Dölken: Es gibt drei oder vier Medikamenten-Kombinationen, von denen man sich eine Wirkung verspricht, das Ebola-Medikament ist eines davon. Die ersten Studien laufen schon, das wird jetzt relativ schnell gehen. In den nächsten zwei Wochen werden noch eine Menge Patienten für die nötigen wissenschaftlichen Studien rekrutiert werden, und dann wird es etwa zwei weitere Wochen dauern, bis feststeht, ob die ersten Patienten erfolgreich behandelt wurden oder nicht. Insgesamt müssen wir wohl mit etwa vier bis sechs Wochen rechnen. Die ersten Studienergebnisse, die schon rauskamen, haben vielleicht noch nicht die gleichen Qualitätsstandards, weil sie sehr schnell gemacht wurden, aber sie geben Hoffnung.
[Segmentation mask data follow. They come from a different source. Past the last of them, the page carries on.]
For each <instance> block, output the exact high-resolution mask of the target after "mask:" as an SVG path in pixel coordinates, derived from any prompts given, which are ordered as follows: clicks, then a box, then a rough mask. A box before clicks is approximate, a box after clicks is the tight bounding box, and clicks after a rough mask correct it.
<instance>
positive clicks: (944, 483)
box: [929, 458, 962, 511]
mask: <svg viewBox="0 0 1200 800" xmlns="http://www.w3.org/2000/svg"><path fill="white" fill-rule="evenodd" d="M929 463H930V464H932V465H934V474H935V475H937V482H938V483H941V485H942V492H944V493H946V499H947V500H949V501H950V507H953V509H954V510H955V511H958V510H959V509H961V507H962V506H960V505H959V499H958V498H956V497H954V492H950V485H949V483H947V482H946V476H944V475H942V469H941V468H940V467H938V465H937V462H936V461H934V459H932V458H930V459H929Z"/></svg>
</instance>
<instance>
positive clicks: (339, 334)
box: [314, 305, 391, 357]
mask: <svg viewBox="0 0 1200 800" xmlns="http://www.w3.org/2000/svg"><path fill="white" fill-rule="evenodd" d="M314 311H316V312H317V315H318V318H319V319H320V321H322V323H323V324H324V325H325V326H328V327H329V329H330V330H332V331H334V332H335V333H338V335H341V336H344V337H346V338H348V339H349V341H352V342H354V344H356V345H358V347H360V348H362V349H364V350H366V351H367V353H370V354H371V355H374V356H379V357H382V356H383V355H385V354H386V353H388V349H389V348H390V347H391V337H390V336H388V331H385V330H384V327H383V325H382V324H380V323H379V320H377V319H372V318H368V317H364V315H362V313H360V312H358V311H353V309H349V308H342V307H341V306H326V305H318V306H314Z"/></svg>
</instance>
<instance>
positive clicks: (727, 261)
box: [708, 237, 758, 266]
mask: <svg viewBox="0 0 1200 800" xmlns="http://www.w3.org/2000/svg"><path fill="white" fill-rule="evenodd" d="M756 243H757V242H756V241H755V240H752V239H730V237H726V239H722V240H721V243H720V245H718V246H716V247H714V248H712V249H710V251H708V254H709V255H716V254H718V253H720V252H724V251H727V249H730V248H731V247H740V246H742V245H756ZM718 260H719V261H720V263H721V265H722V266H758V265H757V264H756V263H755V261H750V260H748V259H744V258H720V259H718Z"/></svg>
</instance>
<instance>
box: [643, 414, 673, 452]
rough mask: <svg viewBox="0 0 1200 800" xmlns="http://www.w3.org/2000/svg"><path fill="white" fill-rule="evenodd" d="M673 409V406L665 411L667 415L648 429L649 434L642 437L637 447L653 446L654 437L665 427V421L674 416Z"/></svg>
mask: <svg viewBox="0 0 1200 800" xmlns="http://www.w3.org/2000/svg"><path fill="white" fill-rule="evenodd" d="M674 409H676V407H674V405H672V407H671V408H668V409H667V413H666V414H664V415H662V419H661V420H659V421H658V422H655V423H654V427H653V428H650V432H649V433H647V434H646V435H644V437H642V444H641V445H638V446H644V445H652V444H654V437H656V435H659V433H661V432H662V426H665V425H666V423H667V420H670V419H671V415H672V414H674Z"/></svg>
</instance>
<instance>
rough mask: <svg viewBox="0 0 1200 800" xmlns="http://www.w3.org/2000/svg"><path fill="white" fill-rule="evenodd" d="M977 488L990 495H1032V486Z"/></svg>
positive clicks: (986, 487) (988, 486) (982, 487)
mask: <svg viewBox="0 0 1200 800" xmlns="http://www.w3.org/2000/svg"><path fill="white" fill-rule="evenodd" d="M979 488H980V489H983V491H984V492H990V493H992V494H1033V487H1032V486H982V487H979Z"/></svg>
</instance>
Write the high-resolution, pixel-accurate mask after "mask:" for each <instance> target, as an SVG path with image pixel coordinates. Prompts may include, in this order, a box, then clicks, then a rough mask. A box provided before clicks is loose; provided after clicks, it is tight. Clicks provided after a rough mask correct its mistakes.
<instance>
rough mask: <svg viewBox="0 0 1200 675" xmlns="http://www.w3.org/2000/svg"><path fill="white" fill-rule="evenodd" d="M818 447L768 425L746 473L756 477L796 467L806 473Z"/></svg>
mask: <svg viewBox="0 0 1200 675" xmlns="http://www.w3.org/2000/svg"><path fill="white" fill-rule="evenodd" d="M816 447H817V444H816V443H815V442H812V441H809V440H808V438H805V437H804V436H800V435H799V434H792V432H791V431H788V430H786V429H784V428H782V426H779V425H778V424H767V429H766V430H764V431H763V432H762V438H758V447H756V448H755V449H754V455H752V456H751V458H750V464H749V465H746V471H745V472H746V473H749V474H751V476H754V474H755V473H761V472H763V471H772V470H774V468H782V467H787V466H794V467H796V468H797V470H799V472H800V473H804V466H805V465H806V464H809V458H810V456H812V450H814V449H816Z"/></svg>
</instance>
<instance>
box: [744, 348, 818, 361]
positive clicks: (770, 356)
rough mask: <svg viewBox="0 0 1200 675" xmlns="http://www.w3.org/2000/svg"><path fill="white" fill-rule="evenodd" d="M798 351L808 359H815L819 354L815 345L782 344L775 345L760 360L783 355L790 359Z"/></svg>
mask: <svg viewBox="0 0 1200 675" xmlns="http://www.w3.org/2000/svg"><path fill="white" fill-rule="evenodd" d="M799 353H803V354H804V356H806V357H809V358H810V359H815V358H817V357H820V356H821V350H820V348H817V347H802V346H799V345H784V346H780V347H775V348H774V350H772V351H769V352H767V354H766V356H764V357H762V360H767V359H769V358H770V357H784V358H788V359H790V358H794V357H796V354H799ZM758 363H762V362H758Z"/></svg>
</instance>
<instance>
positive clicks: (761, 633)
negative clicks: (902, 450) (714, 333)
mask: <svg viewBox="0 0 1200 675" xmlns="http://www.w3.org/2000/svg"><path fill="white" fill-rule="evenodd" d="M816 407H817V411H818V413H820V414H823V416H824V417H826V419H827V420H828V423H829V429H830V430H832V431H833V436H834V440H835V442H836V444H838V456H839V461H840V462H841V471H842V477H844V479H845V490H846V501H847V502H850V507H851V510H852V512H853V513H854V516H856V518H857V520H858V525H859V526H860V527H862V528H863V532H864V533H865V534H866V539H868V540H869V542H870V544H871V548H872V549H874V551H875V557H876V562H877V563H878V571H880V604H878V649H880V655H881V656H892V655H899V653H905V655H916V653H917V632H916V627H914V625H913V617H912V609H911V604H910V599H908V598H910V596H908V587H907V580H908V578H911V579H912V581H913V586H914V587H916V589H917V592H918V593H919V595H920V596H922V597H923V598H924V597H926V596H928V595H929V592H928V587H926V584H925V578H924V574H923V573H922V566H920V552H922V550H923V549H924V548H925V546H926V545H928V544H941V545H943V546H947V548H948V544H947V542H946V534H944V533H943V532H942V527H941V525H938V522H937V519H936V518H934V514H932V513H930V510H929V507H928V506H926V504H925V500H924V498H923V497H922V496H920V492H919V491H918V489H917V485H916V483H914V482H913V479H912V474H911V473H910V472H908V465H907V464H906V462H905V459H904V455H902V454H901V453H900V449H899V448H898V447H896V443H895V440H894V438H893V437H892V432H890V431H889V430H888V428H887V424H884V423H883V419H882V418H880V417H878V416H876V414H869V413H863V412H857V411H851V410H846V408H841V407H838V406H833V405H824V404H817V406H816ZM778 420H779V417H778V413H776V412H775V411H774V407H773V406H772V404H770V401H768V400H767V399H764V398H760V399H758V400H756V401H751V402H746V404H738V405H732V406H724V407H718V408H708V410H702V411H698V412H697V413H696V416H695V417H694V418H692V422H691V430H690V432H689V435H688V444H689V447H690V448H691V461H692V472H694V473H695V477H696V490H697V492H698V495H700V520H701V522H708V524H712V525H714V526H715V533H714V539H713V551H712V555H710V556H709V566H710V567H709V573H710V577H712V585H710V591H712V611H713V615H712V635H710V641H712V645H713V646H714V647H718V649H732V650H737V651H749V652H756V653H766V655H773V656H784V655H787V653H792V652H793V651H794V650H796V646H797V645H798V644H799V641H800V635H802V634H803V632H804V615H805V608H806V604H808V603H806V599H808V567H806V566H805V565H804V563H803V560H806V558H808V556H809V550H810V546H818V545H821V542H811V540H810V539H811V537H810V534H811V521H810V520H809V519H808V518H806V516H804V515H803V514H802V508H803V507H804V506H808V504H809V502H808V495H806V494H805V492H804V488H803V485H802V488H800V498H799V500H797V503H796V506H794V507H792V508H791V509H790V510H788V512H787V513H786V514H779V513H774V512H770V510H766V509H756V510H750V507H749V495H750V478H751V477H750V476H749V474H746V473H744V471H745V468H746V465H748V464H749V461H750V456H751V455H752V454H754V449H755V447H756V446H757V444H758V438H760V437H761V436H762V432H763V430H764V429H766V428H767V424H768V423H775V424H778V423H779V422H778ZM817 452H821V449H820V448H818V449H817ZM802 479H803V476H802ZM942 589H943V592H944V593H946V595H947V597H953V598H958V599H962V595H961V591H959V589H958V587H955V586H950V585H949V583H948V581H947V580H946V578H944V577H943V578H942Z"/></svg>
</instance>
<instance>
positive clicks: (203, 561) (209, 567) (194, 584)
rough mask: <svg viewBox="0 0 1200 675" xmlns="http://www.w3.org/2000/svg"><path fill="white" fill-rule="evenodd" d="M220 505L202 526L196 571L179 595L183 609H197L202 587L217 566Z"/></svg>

Wie beurteilen Sie die Aussichten auf einen Impfstoff?

Dölken: Das normale Prozedere ist, dass man Impfstoffe im Tierversuch testet, ob sie entsprechende Immunantworten erzeugen. Erst danach werden sie im Menschen getestet. Aber wir haben schon einen hohen Wissensstand. Die momentan entwickelten Impfstoffe müssen daher nicht zuerst auf ihre Wirksamkeit und danach auf ihre Sicherheit getestet werden. Das kann parallel gemacht werden und beschleunigt alles um mehrere Monate. Wir können mit hoher Wahrscheinlichkeit davon ausgehen, dass sie wirksam und sicher sein werden. Wir können daher früher anfangen, Impfstoff in großen Mengen zu produzieren. Wenn die Testergebnisse dann doch gegen den Impfstoff sprechen, hat man zwar viel Geld verbrannt. Aber das fällt nicht ins Gewicht, wenn man es mit den Schäden durch Covid-19 vergleicht. Außerdem werden ja gerade auch mehrere verschiedene Impfstoffe entwickelt. Einer wird garantiert funktionieren. Ich hoffe daher sehr auf einen Impfstoff für alle noch in diesem Jahr.